Steve McQueens Generationen-Porträt

Klassentreffen

Steve McQueen hat ein gigantisches Generationenporträt geschaffen. Zusammen mit der Tate Britain hat der britische Künstler und Regisseur alle dritten Klassen in London fotografiert

Klassenfotos sind für Kinder meist ein notwendiges Übel (stillsitzen, die Wunsch-Outfits der Eltern anziehen, die Uniform bügeln, nicht schmutzig machen). Für Erwachsene entwickeln sie aber einen ganz eigenen nostalgischen Wert (was macht eigentlich, wie hieß nochmal, wie schnell die Zeit vergeht). Sie sind Momentaufnahmen einer Kindheit und gleichzeitig Porträts einer Zeit und ein eingefrorenes Warten auf die Zukunft.

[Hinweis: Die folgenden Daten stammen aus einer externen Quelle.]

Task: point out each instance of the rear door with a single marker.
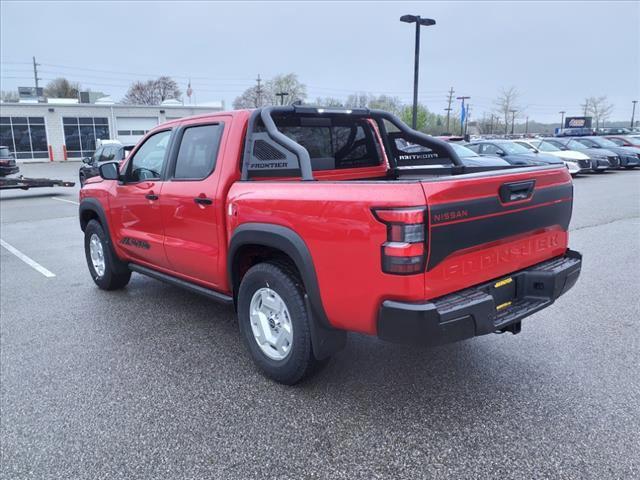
(192, 214)
(135, 207)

Der britische Künstler und Filmemacher Steve McQueen ("12 Years A Slave") hat sich dem Medium Klassenfoto, das im Allgemeinen eher privat zirkuliert, nun in einem äußerst ambitionierten Ausmaß gewidmet. Zusammen mit Fotografen der Tate Britain hat er alle dritten Klassen in London eingeladen, sich für sein Projekt "Year 3" ablichten zu lassen.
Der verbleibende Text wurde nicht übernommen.